Asking the Big Questions
Eternal Treblinka: Our Treatment of Animals and the
Holocaust, by Charles Patterson (New York: Lantern Books, 2002). 296 pages,
$20.

In a recent interview, Richard Schwartz asked Charles Patterson whether
Charles expected his new book Eternal Treblinka to be controversial. His
response was that he wasn’t sure — "I don't know if I should get ready
to take a bow, or hide under the bed." He might want to be prepared to do
both: this is the most important book on human treatment of animals since Animal
Liberation.
Eternal Treblinka compares the abuse of animals with the Holocaust.
Patterson’s analysis is straightforward: he does not base his analysis on a
claim of moral equivalence between the Holocaust and factory farms, but
rather on a factual connection. The techniques, knowledge, attitudes, and
experience gained in the human exploitation of animals were instrumental not
only in the Holocaust, but in a broader sense were instrumental toward all kinds
of exploitation of humans, including war, slavery, and colonialism. The
industrialized assembly-line slaughter of animals provided the model, in several
important ways, for the industrialized slaughter of humans in the Holocaust.

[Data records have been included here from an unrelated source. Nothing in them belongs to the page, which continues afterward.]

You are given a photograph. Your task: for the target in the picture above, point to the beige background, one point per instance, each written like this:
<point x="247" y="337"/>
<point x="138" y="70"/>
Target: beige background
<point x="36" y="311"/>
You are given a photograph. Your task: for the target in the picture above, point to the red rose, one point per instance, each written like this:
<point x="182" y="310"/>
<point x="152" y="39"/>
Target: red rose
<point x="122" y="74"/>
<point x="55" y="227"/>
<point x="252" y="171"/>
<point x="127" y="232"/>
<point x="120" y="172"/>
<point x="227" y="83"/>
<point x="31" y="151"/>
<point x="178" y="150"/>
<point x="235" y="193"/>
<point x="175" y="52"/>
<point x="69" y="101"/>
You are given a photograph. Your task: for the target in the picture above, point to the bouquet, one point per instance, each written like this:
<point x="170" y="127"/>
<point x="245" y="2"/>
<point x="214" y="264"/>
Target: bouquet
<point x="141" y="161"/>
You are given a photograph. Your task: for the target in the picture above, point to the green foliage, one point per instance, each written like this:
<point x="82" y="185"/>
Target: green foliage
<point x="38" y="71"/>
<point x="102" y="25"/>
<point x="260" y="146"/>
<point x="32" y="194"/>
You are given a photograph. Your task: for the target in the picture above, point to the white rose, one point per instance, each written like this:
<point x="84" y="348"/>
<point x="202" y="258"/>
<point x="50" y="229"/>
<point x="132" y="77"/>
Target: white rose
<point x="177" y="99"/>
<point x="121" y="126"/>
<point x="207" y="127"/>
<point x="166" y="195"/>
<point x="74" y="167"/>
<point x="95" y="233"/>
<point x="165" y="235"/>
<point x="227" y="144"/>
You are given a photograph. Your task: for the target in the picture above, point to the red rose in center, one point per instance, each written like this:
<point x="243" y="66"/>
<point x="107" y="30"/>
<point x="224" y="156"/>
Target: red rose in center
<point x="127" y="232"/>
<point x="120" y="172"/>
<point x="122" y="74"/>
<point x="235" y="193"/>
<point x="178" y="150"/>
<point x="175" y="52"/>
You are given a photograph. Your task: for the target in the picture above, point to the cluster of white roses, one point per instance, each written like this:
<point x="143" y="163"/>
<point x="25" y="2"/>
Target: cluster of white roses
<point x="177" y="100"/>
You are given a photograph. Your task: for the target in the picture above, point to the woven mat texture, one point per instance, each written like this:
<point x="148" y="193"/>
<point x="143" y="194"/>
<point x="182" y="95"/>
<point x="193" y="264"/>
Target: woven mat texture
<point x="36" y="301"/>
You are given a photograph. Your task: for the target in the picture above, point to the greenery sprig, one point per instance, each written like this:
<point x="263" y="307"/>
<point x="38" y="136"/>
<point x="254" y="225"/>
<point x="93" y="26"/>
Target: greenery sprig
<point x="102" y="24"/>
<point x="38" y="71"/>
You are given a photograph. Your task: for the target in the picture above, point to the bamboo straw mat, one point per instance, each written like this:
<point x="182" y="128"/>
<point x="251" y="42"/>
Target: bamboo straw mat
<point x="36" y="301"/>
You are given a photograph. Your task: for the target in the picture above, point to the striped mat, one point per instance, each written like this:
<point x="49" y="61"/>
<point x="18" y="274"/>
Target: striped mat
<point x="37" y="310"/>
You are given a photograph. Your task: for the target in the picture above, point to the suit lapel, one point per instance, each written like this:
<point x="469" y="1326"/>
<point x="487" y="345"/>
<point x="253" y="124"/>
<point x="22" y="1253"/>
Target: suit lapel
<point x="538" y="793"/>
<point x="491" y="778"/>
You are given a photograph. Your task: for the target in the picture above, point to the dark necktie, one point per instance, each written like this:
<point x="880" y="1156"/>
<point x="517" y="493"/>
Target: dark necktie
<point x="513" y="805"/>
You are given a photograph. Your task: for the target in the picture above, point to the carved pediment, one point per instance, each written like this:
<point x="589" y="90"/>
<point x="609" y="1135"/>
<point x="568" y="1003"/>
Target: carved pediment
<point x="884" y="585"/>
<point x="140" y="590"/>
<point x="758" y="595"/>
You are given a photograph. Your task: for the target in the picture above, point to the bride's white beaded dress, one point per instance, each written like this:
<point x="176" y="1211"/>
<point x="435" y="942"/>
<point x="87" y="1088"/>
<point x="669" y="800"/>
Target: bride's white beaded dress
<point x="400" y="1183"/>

Henry Ford not only got the assembly-line model from Chicago slaughterhouses,
but also helped spread anti-Semitic literature throughout Europe. Patterson
concludes with some "echoes" of the Holocaust — animal advocates who
were victims of the Holocaust (like Alex Hershaft) or who lost relatives in the
Holocaust (like Peter Singer), and even some Germans as well. They saw the
horror and determined to work to prevent and stop future horrors.
So far as treatment of animals is concerned, there is little here that
will surprise vegetarians. Castration, mutilation, confinement, the
slaughterhouse — you’ve heard it all before, and you’ve probably lectured
some of your meat-eating friends about it as well. What will surprise many
vegetarians is the way humans treat other humans. While the book may not force
vegetarians to re-evaluate their attitude toward animals, it will force us to
re-evaluate our attitudes towards humans. Patterson states that
"[Hitler’s] worldview lives on in the land of the victors." In light
of this conclusion, what precisely do we share with American culture?
We must walk a fine line here. After reading Eternal Treblinka, the
differences between Nazi Germany and modern America suddenly seem to be just a
bit less. Aren’t terrorism, genocide, nuclear attacks on cities, and the
killing of billions of innocent creatures, all part of a single network of
violence? Shouldn’t we resist this whole arrangement? On the other hand, we
need to find some common ground and some compassion for everyone in this violent
system. Do we not benefit from this economic system and enjoy unprecedented
civil liberties? Were not many of us meat-eaters once, and are not many of our
friends still perpetrators, bystanders, and victims in this system? Patterson
does not offer any pat answers, but his book has clearly posed the problem, and
that is what makes this a great book.